Ich gebe aber zu, dass ich mich immer schwer damit getan habe, Weihnachten nur mit Fröhlichkeit in Verbindung zu bringen. Ich erinnere mich an meine Kaplanszeit in Euskirchen. Vor Weihnachten 1944 wurde die Stadt durch Bombenangriffe zerstört, auch die Herz-Jesu-Kirche, in der ich Kaplan sein durfte. Dabei kamen Menschen zu Tode, die gerade mit dem Aufbau der Krippe beschäftigt waren. Um ihrer zu gedenken, hatte der damalige Pfarrer 1994 ein großes Kreuz in die Krippe stellen lassen. Er wollte zeigen, dass die Menschwerdung Jesu nicht zu trennen ist von seiner Lebenshingabe am Kreuz. In beiden Ereignissen zeigt sich dieselbe Liebe zum Menschen, gerade auch zu den Leidenden, den Kleinen und Armen. Damals gab es in der Gemeinde heftige Proteste, ich erinnere mich noch mit einer gewissen Irritation an sie. Der Pfarrer hat damit die Weihnachtsfreude empfindlich gestört. Ist Weihnachten auch für unsere Gläubigen nicht mehr als ein gutes Gefühl und Seligkeit?
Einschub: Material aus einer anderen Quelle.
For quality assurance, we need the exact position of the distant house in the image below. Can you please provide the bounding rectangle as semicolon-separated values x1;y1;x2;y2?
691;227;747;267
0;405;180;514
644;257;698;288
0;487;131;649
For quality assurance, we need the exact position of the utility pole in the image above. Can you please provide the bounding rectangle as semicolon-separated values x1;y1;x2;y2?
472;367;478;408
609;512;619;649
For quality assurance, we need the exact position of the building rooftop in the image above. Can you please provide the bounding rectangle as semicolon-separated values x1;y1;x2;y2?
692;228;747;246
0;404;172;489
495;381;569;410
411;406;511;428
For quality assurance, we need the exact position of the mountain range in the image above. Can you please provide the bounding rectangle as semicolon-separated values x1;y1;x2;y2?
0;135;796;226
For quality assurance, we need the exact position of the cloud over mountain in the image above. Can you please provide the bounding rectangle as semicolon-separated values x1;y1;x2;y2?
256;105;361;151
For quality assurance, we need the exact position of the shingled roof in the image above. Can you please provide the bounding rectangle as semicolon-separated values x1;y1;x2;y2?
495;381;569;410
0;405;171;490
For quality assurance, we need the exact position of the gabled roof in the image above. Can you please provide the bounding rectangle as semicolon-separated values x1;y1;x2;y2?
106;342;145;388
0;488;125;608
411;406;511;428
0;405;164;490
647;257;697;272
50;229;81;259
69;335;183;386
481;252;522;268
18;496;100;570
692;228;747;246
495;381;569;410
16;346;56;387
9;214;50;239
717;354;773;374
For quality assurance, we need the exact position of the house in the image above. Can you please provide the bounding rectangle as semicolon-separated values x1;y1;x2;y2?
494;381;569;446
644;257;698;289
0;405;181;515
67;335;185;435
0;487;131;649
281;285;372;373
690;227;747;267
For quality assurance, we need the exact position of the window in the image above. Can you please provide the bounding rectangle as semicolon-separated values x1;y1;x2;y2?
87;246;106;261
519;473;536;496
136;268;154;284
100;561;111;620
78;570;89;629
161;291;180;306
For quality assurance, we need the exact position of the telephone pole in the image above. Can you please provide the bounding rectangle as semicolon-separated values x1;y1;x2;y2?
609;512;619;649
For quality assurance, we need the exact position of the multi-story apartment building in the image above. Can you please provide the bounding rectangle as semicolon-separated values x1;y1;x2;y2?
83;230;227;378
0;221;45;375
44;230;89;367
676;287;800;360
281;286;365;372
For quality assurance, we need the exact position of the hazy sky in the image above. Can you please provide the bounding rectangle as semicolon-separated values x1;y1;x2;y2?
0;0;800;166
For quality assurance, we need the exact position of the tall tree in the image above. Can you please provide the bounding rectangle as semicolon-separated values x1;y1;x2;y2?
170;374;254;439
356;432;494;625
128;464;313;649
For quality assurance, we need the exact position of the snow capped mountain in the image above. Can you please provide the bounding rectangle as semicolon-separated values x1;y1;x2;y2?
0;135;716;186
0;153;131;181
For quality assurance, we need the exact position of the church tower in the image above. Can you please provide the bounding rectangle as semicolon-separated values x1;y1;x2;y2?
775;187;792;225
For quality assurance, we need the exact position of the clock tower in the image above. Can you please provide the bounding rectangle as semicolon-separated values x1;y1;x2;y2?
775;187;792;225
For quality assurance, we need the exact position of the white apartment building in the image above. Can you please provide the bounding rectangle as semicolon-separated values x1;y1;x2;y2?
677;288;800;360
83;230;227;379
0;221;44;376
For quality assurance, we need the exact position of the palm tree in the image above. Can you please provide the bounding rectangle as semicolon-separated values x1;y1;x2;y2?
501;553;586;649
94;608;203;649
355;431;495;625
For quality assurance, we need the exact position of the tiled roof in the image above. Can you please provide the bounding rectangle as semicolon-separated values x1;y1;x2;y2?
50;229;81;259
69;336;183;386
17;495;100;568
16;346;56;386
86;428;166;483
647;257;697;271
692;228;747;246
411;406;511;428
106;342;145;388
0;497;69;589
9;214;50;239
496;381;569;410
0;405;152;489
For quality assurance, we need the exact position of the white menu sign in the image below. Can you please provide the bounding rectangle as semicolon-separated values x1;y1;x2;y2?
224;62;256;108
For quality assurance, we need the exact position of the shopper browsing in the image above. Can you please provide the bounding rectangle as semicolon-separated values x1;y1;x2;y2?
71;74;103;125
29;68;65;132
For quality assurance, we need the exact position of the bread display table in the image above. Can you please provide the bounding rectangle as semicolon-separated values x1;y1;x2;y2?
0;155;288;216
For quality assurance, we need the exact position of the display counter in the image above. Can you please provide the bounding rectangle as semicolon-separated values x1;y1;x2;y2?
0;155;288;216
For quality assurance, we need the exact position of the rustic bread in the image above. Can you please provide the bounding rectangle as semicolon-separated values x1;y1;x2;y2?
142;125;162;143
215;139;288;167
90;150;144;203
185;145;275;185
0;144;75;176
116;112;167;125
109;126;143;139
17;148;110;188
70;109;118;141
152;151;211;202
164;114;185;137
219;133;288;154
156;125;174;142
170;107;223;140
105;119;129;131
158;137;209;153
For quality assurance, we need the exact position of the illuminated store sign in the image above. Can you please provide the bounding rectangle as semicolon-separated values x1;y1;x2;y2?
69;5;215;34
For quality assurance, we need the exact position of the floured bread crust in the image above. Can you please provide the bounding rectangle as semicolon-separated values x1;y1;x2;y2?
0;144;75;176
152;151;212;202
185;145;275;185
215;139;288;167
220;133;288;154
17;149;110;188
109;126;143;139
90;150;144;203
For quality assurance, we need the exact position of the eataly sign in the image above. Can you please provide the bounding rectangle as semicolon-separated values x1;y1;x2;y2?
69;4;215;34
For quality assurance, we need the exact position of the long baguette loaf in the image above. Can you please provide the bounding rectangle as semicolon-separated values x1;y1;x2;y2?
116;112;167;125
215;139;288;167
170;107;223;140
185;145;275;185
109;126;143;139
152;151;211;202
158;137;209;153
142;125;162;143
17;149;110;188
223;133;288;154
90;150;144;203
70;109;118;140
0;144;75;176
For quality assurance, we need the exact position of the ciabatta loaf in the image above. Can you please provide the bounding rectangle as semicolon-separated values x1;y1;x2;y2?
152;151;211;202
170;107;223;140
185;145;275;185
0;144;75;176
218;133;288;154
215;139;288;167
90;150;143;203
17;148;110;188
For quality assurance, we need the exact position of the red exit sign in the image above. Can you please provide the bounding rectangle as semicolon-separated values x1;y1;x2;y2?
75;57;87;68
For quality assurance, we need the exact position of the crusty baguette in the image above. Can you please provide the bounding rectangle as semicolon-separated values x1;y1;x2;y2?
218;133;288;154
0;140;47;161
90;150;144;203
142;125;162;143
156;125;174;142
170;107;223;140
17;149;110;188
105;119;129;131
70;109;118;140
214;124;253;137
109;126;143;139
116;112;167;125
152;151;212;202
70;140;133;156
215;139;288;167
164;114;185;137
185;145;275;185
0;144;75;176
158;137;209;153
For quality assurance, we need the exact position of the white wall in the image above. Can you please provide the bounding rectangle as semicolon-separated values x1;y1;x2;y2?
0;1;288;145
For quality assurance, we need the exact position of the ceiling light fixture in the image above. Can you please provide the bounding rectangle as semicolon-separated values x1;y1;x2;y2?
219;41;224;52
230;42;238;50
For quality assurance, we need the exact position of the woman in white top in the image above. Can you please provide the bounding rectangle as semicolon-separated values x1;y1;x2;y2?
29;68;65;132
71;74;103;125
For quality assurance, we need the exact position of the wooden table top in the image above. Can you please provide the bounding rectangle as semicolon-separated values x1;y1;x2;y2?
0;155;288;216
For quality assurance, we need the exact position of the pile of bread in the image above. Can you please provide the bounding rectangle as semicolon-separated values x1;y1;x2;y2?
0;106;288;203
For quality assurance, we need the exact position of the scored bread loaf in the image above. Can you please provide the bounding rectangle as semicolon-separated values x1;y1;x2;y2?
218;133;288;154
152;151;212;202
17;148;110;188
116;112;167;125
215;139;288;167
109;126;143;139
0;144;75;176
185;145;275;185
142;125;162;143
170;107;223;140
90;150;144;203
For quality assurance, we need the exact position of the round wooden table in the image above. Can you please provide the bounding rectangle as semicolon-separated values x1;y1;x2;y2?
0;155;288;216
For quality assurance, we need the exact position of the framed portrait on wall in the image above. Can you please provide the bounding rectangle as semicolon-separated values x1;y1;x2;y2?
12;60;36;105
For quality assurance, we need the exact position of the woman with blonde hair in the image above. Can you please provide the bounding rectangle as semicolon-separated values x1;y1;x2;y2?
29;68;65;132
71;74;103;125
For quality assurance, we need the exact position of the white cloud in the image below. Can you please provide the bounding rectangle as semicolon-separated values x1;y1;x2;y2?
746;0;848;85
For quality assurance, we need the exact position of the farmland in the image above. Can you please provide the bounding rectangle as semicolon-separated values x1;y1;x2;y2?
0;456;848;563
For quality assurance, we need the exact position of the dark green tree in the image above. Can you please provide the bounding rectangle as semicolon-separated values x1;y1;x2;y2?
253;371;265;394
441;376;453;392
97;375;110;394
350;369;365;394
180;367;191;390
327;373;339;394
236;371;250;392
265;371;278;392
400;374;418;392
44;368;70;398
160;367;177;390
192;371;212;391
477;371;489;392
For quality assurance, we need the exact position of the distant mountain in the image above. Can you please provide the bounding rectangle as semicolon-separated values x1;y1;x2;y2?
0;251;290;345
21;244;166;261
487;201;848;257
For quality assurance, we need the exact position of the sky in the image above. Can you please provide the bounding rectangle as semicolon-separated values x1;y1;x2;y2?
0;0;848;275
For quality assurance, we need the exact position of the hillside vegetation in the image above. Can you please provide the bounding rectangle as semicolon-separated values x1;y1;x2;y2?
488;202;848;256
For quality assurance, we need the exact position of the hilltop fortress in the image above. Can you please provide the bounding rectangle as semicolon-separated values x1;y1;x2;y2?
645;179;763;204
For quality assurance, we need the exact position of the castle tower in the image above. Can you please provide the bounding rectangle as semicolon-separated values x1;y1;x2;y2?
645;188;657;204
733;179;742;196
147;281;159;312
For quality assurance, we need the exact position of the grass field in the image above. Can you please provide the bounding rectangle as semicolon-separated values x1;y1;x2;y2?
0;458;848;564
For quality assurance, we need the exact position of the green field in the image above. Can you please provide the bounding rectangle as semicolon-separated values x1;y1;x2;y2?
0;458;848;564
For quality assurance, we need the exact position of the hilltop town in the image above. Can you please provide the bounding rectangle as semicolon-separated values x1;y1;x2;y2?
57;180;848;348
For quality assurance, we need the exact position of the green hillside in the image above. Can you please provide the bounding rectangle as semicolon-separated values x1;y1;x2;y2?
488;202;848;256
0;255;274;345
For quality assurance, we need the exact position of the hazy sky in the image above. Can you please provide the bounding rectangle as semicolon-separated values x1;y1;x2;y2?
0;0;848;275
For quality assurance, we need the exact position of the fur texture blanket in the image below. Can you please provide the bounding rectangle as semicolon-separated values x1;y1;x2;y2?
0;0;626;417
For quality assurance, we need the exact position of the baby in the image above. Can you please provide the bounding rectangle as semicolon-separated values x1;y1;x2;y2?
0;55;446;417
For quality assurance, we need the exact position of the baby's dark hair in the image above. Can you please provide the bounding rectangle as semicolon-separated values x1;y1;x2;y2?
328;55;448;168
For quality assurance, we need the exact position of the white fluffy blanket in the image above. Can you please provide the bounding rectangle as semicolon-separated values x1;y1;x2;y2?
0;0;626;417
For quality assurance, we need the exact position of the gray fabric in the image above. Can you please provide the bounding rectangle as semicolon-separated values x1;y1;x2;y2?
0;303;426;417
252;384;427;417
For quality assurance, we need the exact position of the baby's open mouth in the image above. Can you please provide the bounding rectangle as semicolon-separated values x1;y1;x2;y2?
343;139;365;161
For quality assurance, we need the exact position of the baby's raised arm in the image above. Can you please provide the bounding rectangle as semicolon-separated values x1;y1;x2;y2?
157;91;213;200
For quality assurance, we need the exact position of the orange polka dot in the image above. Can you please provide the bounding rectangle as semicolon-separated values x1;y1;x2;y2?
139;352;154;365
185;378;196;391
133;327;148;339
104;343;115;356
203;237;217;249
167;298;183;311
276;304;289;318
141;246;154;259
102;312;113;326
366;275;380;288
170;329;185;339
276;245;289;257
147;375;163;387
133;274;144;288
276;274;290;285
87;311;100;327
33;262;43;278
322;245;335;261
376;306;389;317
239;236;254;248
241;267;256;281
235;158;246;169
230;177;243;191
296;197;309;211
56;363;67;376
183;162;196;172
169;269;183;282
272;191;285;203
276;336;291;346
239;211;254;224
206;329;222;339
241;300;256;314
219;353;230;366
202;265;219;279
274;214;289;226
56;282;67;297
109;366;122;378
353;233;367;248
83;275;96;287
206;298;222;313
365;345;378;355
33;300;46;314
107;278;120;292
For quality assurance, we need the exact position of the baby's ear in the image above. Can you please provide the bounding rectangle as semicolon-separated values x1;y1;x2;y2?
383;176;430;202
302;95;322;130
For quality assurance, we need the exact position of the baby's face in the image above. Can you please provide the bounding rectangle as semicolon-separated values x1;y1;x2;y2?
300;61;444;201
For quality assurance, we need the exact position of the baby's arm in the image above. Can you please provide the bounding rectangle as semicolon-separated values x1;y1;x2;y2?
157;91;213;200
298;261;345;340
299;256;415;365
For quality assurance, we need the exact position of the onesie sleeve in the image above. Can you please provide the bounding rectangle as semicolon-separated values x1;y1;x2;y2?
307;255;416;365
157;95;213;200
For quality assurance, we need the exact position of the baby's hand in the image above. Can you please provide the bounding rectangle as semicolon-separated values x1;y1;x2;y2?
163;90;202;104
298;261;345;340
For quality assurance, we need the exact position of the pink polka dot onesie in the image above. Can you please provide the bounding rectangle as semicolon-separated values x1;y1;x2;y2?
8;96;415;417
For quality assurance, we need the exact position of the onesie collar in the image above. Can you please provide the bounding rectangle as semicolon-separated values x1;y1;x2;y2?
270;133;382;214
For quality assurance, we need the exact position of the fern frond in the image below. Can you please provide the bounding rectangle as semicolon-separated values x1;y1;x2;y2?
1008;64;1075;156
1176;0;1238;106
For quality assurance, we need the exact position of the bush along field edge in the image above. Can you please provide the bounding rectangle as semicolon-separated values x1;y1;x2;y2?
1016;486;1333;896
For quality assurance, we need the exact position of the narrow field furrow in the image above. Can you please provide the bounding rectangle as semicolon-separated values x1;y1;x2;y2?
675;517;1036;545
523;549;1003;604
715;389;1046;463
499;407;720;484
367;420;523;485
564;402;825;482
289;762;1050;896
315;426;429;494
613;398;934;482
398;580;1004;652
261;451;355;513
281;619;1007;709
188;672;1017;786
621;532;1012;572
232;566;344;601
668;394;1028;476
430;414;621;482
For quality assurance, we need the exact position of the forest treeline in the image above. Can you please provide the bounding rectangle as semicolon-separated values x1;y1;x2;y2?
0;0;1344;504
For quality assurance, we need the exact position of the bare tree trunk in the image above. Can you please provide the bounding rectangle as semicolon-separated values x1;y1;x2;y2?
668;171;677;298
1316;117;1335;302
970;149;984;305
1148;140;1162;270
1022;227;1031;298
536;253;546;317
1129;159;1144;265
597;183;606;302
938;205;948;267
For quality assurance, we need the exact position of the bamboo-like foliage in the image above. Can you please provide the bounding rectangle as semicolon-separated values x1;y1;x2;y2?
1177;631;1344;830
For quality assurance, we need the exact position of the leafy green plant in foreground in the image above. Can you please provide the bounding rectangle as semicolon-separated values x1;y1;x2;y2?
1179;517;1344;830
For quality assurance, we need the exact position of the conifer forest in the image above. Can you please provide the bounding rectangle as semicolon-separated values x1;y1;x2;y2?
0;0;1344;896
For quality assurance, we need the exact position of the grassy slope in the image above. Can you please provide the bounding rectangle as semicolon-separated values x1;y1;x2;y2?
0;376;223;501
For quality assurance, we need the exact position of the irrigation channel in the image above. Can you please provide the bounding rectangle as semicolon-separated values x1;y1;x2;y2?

Auch Weihnachten kann keine einfache Antwort geben auf den Anschlag in Magdeburg, auf die Situation in der Ukraine oder im Heiligen Land. Aber Weihnachten und seine Botschaft muss doch in der Lage sein, mit den Fragen ins Gespräch zu gehen, die sich aus der aktuellen Situation ergeben. Das Johannesevangelium steht am 1. Weihnachtstag nicht für ein ausschließlich gutes Weihnachtsgefühl. Da ist vom Streit zwischen Licht und Finsternis die Rede, von der Ablehnung des Sohnes Gottes, davon, dass die Menschen ihn und seine Botschaft nicht annehmen. Und doch gibt Jesus, der Sohn Gottes seine Bemühungen nicht auf, Menschen für die Botschaft des Lichtes zu gewinnen, für das Leben gegen den Tod, für den Frieden gegen den Hass, für den Unglauben und die Hoffnungslosigkeit gegen den Glauben und das Vertrauen auf Gott, der in Christus das Gute anbietet. Im wohl ältesten christlichen Hymnus werden die Menschwerdung Jesu und seine Hingabe am Kreuz zusammengebracht, Paulus überliefert ihn im Brief an die Gemeinde in Philippi (Phil 2,5-11). Christus ist Mensch geworden, heißt es dort, er hat sich erniedrigt, er wollte nicht an seiner Macht festhalten. Sein Leben war das eines Menschen. Er lebte die Liebe und Gewaltlosigkeit bis zum Tod am Kreuz. Es gibt einen roten Faden von seiner Geburt bis zu seinem Tod. Er lebte ganz für die Menschen, für ihr Heil und ihren Segen.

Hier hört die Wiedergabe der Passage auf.